The problem of alcohol abuse among university students is a reality that is well known but difficult to address effectively. South Africa is rated among the countries with the highest levels of alcohol abuse among students in the whole of Africa. Statistics show that, currently, children as young as 12 years of age have not only been exposed to alcohol, but consume it repeatedly. Consider, for example, the Enyobeni Tavern tragedy, where 21 teenagers aged between 13 and 18 died at a tavern. Where does this leave our youth in terms of responsibility by the time they reach university?

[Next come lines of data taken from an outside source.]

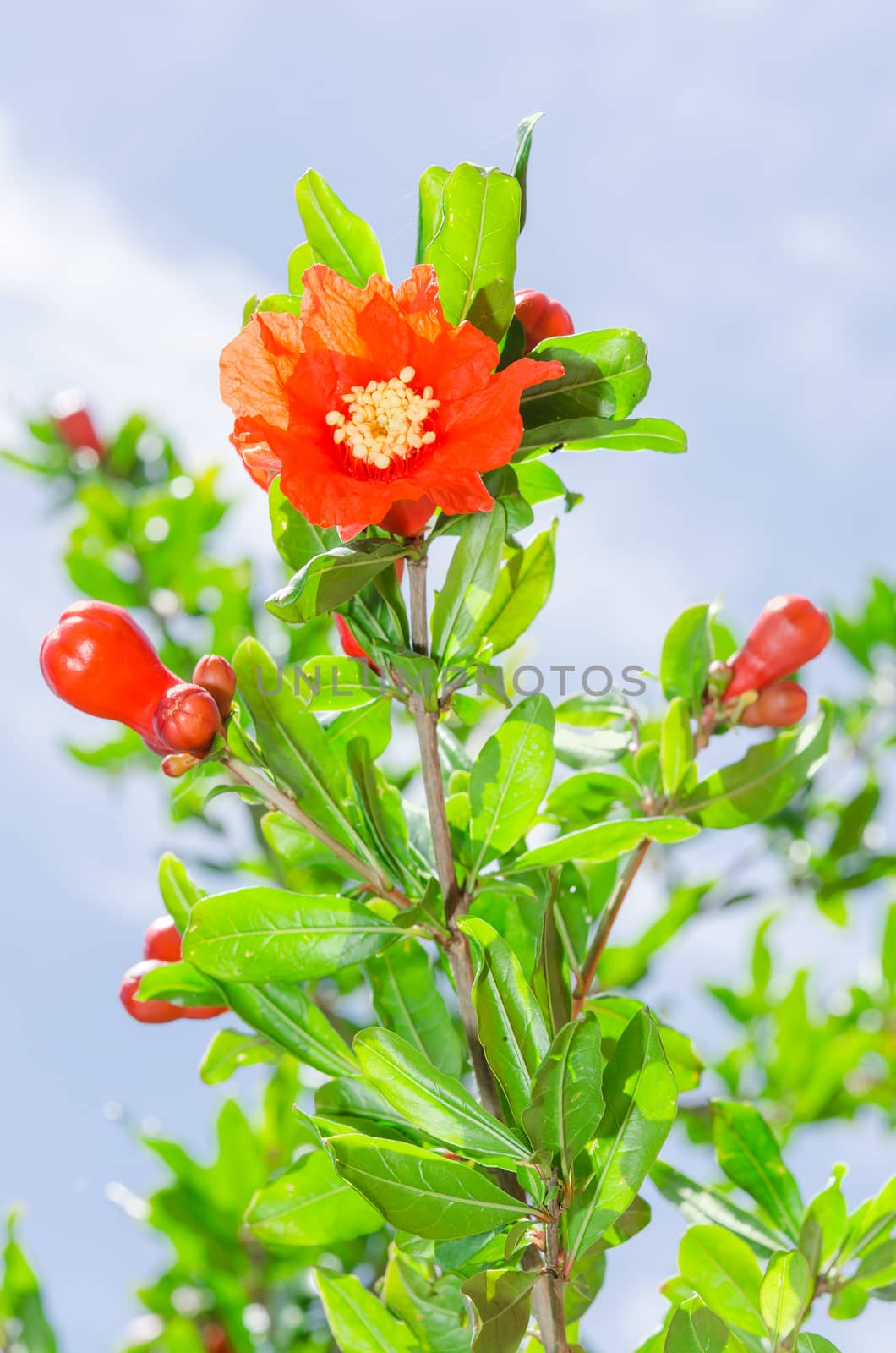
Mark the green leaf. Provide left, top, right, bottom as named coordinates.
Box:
left=680, top=701, right=833, bottom=827
left=367, top=939, right=463, bottom=1076
left=513, top=817, right=698, bottom=873
left=678, top=1226, right=765, bottom=1334
left=570, top=1006, right=678, bottom=1258
left=265, top=540, right=407, bottom=625
left=712, top=1100, right=803, bottom=1241
left=246, top=1152, right=383, bottom=1246
left=470, top=695, right=554, bottom=878
left=659, top=604, right=712, bottom=719
left=383, top=1245, right=471, bottom=1353
left=268, top=475, right=340, bottom=572
left=295, top=169, right=385, bottom=287
left=314, top=1268, right=418, bottom=1353
left=650, top=1161, right=781, bottom=1260
left=479, top=523, right=556, bottom=654
left=287, top=242, right=320, bottom=296
left=460, top=1269, right=538, bottom=1353
left=137, top=961, right=230, bottom=1006
left=759, top=1250, right=812, bottom=1346
left=184, top=886, right=401, bottom=983
left=327, top=1132, right=527, bottom=1241
left=423, top=164, right=520, bottom=341
left=520, top=329, right=650, bottom=445
left=665, top=1297, right=745, bottom=1353
left=414, top=165, right=448, bottom=262
left=432, top=502, right=506, bottom=666
left=659, top=695, right=697, bottom=798
left=222, top=983, right=358, bottom=1076
left=511, top=112, right=544, bottom=230
left=232, top=638, right=372, bottom=862
left=522, top=1011, right=604, bottom=1175
left=517, top=415, right=687, bottom=458
left=353, top=1028, right=531, bottom=1165
left=199, top=1028, right=280, bottom=1085
left=459, top=916, right=551, bottom=1121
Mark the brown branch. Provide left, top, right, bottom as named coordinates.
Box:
left=572, top=836, right=651, bottom=1017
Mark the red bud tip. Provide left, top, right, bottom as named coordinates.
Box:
left=117, top=959, right=184, bottom=1024
left=725, top=597, right=831, bottom=702
left=153, top=682, right=221, bottom=756
left=513, top=289, right=576, bottom=352
left=740, top=681, right=810, bottom=728
left=144, top=916, right=180, bottom=963
left=194, top=654, right=237, bottom=719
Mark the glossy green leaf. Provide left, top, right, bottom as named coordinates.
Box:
left=680, top=701, right=833, bottom=827
left=470, top=695, right=554, bottom=877
left=479, top=523, right=556, bottom=654
left=522, top=1012, right=604, bottom=1175
left=513, top=817, right=697, bottom=873
left=665, top=1297, right=746, bottom=1353
left=712, top=1100, right=803, bottom=1241
left=287, top=242, right=320, bottom=296
left=650, top=1161, right=781, bottom=1260
left=520, top=329, right=650, bottom=433
left=184, top=886, right=401, bottom=983
left=416, top=165, right=448, bottom=262
left=327, top=1134, right=527, bottom=1240
left=265, top=540, right=407, bottom=625
left=367, top=939, right=463, bottom=1076
left=659, top=695, right=697, bottom=798
left=460, top=1269, right=538, bottom=1353
left=570, top=1006, right=678, bottom=1257
left=355, top=1028, right=531, bottom=1165
left=315, top=1268, right=418, bottom=1353
left=432, top=502, right=506, bottom=666
left=295, top=169, right=385, bottom=287
left=678, top=1226, right=765, bottom=1334
left=459, top=918, right=551, bottom=1121
left=423, top=164, right=520, bottom=340
left=759, top=1250, right=812, bottom=1345
left=659, top=604, right=712, bottom=717
left=511, top=112, right=544, bottom=230
left=246, top=1152, right=383, bottom=1246
left=199, top=1028, right=280, bottom=1085
left=517, top=415, right=687, bottom=456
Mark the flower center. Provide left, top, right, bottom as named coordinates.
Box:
left=326, top=367, right=440, bottom=478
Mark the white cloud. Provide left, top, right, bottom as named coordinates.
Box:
left=0, top=111, right=261, bottom=455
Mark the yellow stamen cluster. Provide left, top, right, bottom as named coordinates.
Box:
left=326, top=367, right=440, bottom=471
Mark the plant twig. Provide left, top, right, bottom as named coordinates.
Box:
left=407, top=555, right=500, bottom=1118
left=572, top=836, right=651, bottom=1017
left=222, top=756, right=412, bottom=907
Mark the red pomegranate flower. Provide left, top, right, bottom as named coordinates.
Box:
left=221, top=264, right=563, bottom=534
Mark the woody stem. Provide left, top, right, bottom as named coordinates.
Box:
left=407, top=555, right=500, bottom=1118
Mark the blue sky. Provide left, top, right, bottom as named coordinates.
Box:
left=0, top=0, right=896, bottom=1353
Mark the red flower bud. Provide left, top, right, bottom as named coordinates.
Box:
left=513, top=291, right=576, bottom=352
left=117, top=959, right=184, bottom=1024
left=379, top=496, right=436, bottom=536
left=194, top=654, right=237, bottom=719
left=50, top=390, right=104, bottom=456
left=41, top=600, right=178, bottom=755
left=333, top=611, right=379, bottom=671
left=162, top=753, right=202, bottom=780
left=144, top=916, right=180, bottom=963
left=153, top=682, right=221, bottom=756
left=724, top=597, right=831, bottom=704
left=117, top=958, right=227, bottom=1024
left=740, top=681, right=810, bottom=728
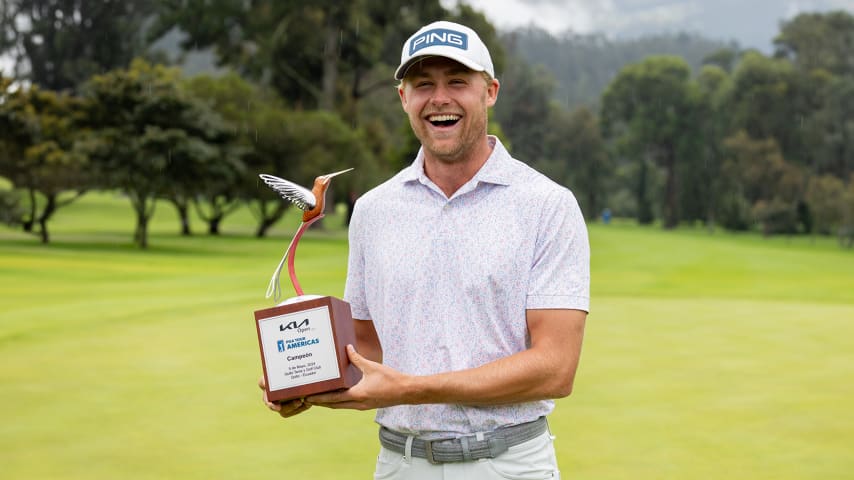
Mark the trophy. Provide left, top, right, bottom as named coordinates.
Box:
left=255, top=168, right=362, bottom=402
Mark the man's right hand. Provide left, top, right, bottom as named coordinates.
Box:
left=258, top=375, right=311, bottom=418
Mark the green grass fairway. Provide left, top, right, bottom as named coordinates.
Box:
left=0, top=195, right=854, bottom=480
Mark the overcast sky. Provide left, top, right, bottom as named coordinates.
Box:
left=0, top=0, right=854, bottom=74
left=441, top=0, right=854, bottom=53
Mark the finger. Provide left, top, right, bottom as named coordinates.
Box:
left=311, top=402, right=368, bottom=410
left=263, top=391, right=282, bottom=412
left=305, top=390, right=353, bottom=406
left=347, top=345, right=368, bottom=372
left=279, top=403, right=311, bottom=418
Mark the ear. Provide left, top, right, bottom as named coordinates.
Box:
left=397, top=83, right=408, bottom=113
left=486, top=78, right=501, bottom=107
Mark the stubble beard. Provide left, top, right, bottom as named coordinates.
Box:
left=410, top=108, right=487, bottom=165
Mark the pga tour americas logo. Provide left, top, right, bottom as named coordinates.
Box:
left=409, top=28, right=469, bottom=56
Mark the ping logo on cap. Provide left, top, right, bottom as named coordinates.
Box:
left=409, top=28, right=469, bottom=56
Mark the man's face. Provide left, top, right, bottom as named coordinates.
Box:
left=398, top=57, right=499, bottom=163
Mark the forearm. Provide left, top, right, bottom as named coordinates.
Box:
left=308, top=310, right=587, bottom=410
left=404, top=348, right=578, bottom=405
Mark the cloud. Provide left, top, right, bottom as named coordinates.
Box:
left=441, top=0, right=854, bottom=51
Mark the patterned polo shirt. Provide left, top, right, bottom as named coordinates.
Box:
left=344, top=137, right=590, bottom=439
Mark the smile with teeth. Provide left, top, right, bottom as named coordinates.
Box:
left=427, top=113, right=462, bottom=127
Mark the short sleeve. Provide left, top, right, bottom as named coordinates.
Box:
left=526, top=188, right=590, bottom=312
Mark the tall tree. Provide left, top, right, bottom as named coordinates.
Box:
left=0, top=0, right=156, bottom=91
left=602, top=56, right=699, bottom=228
left=79, top=60, right=223, bottom=248
left=538, top=104, right=613, bottom=220
left=0, top=78, right=90, bottom=243
left=774, top=10, right=854, bottom=75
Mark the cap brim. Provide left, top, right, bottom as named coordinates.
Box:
left=394, top=48, right=486, bottom=80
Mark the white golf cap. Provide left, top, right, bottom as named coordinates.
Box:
left=394, top=21, right=495, bottom=80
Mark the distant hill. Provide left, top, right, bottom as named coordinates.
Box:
left=501, top=26, right=739, bottom=109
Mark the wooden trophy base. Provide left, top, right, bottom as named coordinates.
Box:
left=255, top=295, right=362, bottom=402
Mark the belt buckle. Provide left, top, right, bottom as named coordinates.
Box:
left=424, top=440, right=442, bottom=465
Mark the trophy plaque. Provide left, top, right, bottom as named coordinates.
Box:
left=255, top=169, right=362, bottom=402
left=255, top=296, right=362, bottom=402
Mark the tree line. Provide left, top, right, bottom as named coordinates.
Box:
left=0, top=0, right=854, bottom=247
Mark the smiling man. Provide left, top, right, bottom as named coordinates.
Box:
left=265, top=22, right=590, bottom=479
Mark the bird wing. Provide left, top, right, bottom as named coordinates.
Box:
left=259, top=173, right=317, bottom=211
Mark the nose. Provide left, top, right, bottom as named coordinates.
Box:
left=430, top=83, right=451, bottom=106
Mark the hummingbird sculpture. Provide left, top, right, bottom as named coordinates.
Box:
left=259, top=168, right=353, bottom=301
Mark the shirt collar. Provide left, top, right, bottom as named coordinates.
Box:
left=400, top=135, right=513, bottom=185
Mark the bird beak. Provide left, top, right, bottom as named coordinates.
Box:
left=324, top=168, right=352, bottom=180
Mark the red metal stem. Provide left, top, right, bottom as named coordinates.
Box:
left=288, top=213, right=324, bottom=297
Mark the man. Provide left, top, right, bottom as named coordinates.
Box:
left=267, top=22, right=589, bottom=479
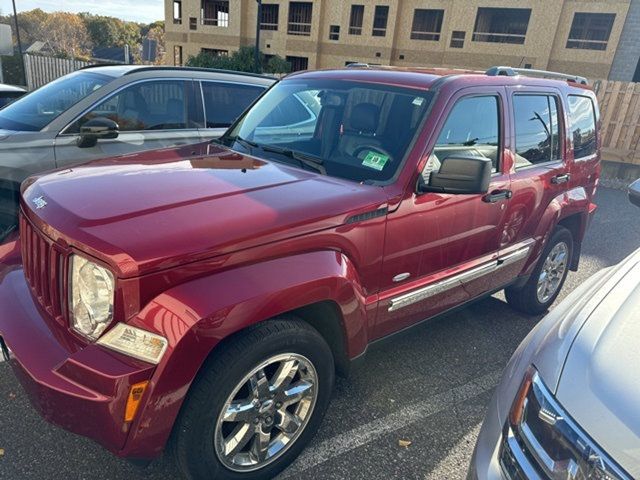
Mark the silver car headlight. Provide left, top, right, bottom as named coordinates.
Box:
left=500, top=367, right=631, bottom=480
left=69, top=255, right=115, bottom=340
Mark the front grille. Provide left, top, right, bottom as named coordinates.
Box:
left=20, top=215, right=64, bottom=318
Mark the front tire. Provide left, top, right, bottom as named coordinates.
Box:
left=505, top=226, right=573, bottom=315
left=172, top=318, right=335, bottom=480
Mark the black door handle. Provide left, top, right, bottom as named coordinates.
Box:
left=551, top=173, right=571, bottom=185
left=482, top=190, right=513, bottom=203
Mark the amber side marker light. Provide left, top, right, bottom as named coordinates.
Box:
left=124, top=380, right=149, bottom=423
left=509, top=366, right=536, bottom=426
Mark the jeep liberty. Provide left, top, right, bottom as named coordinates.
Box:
left=0, top=66, right=600, bottom=479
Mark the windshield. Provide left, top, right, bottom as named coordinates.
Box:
left=222, top=79, right=432, bottom=182
left=0, top=71, right=113, bottom=132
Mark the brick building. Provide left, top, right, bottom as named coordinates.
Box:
left=165, top=0, right=640, bottom=80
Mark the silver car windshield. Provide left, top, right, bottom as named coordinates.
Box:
left=0, top=71, right=113, bottom=132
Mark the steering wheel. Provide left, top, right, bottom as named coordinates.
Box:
left=353, top=145, right=393, bottom=160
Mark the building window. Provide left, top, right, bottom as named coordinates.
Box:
left=287, top=2, right=313, bottom=37
left=329, top=25, right=340, bottom=40
left=371, top=5, right=389, bottom=37
left=200, top=0, right=229, bottom=27
left=449, top=30, right=467, bottom=48
left=471, top=7, right=531, bottom=44
left=411, top=8, right=444, bottom=42
left=173, top=0, right=182, bottom=25
left=349, top=5, right=364, bottom=35
left=200, top=48, right=229, bottom=57
left=286, top=55, right=309, bottom=72
left=260, top=4, right=280, bottom=30
left=567, top=12, right=616, bottom=50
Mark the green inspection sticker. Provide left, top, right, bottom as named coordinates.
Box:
left=362, top=151, right=389, bottom=171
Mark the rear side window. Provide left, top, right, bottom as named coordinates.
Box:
left=513, top=95, right=562, bottom=168
left=569, top=95, right=598, bottom=159
left=202, top=82, right=264, bottom=128
left=430, top=96, right=500, bottom=172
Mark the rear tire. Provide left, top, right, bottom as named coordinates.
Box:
left=172, top=317, right=335, bottom=480
left=505, top=226, right=573, bottom=315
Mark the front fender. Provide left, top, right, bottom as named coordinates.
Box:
left=121, top=251, right=375, bottom=458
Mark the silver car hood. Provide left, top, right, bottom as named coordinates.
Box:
left=556, top=252, right=640, bottom=478
left=0, top=128, right=16, bottom=141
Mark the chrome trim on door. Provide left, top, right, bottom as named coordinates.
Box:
left=498, top=247, right=531, bottom=267
left=393, top=272, right=411, bottom=282
left=388, top=246, right=531, bottom=312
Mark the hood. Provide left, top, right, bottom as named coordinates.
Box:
left=556, top=253, right=640, bottom=478
left=22, top=145, right=385, bottom=277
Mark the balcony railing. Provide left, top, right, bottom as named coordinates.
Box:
left=287, top=22, right=311, bottom=37
left=567, top=38, right=608, bottom=50
left=411, top=32, right=440, bottom=42
left=471, top=32, right=527, bottom=44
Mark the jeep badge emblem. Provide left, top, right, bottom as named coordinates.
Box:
left=32, top=197, right=47, bottom=210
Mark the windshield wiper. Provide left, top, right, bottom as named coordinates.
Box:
left=257, top=145, right=327, bottom=175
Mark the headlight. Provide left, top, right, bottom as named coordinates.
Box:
left=69, top=255, right=114, bottom=340
left=96, top=323, right=168, bottom=364
left=500, top=367, right=631, bottom=480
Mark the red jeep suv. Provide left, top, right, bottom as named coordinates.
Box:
left=0, top=67, right=600, bottom=479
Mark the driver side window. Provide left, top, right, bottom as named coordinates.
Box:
left=423, top=95, right=500, bottom=181
left=66, top=80, right=195, bottom=133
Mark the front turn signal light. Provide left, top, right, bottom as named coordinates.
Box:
left=124, top=380, right=149, bottom=423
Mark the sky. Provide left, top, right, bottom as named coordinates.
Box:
left=6, top=0, right=164, bottom=23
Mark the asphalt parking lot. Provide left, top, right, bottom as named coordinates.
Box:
left=0, top=189, right=640, bottom=480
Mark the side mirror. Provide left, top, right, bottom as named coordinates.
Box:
left=418, top=156, right=493, bottom=194
left=629, top=180, right=640, bottom=207
left=78, top=117, right=120, bottom=148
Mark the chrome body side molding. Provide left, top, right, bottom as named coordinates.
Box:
left=389, top=246, right=531, bottom=312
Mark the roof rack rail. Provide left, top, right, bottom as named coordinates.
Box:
left=80, top=63, right=276, bottom=79
left=125, top=65, right=275, bottom=78
left=485, top=67, right=589, bottom=85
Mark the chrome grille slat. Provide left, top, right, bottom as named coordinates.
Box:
left=20, top=215, right=64, bottom=318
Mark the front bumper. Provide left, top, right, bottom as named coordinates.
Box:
left=0, top=265, right=155, bottom=454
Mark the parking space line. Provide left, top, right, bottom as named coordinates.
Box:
left=282, top=371, right=502, bottom=479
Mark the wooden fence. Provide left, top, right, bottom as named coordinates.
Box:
left=593, top=80, right=640, bottom=165
left=24, top=53, right=90, bottom=90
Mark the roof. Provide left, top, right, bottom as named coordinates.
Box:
left=81, top=64, right=276, bottom=81
left=0, top=83, right=26, bottom=92
left=285, top=65, right=590, bottom=90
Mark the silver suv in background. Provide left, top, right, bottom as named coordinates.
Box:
left=0, top=65, right=276, bottom=242
left=468, top=181, right=640, bottom=480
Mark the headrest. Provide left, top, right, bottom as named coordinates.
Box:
left=349, top=103, right=380, bottom=133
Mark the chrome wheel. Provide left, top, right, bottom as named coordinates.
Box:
left=536, top=242, right=569, bottom=303
left=214, top=353, right=318, bottom=472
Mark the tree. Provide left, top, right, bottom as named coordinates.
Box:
left=43, top=12, right=92, bottom=57
left=80, top=13, right=142, bottom=47
left=141, top=21, right=165, bottom=65
left=186, top=46, right=291, bottom=73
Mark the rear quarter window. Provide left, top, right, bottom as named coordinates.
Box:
left=569, top=95, right=598, bottom=159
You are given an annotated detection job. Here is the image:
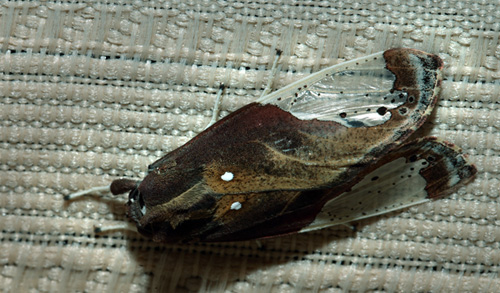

For her PhD, Prof Moagi developed a comprehensive support programme, aiming to alleviate the burden of alcohol abuse among university students. Currently, her research is centred around the implementation of this programme and securing funds to do so. The reality is that students view alcohol as fashionable, pleasurable and an inevitable part of social life. It is regarded as a social lubricant that brings about confidence and a joyful atmosphere. Prof Moagi’s support programme aims to target students from their first year of study, as first years are typically more vulnerable to alcohol abuse due to peer pressure and the social environments in which they operate. The programme uses the three pillars of the National Drug Master Plan (2013–2017) as a framework: harm reduction, demand reduction and supply reduction.

The three pillars of the National Drug Master Plan

Promotive, curative, rehabilitative and coordinated services are proposed to ensure that alcohol is consumed in a safe environment at HEIs and within certain limitations. One example would be that purchasing, distribution and availability of alcohol may be controlled and limited to certain hours.

A second component of our expert’s support programme involves the screening of students for a high risk of and a predisposition to alcohol abuse. The results of such screenings can be used to avoid the red zone by providing identified high-risk students with comprehensive health services and more in-depth interventions.

It is not a matter of whether, but rather when and how students at HEIs need to be equipped with the skills and knowledge that will allow them to use alcohol responsibly, reduce risky behaviour and reduce the demand for alcohol at universities. The support programme proposed by Prof Moagi addresses these matters in detail. Alcohol abuse among students is real, and through extensive research and pure expertise Prof Moagi has taken a huge step towards finding a solution for a problem with a far-reaching impact.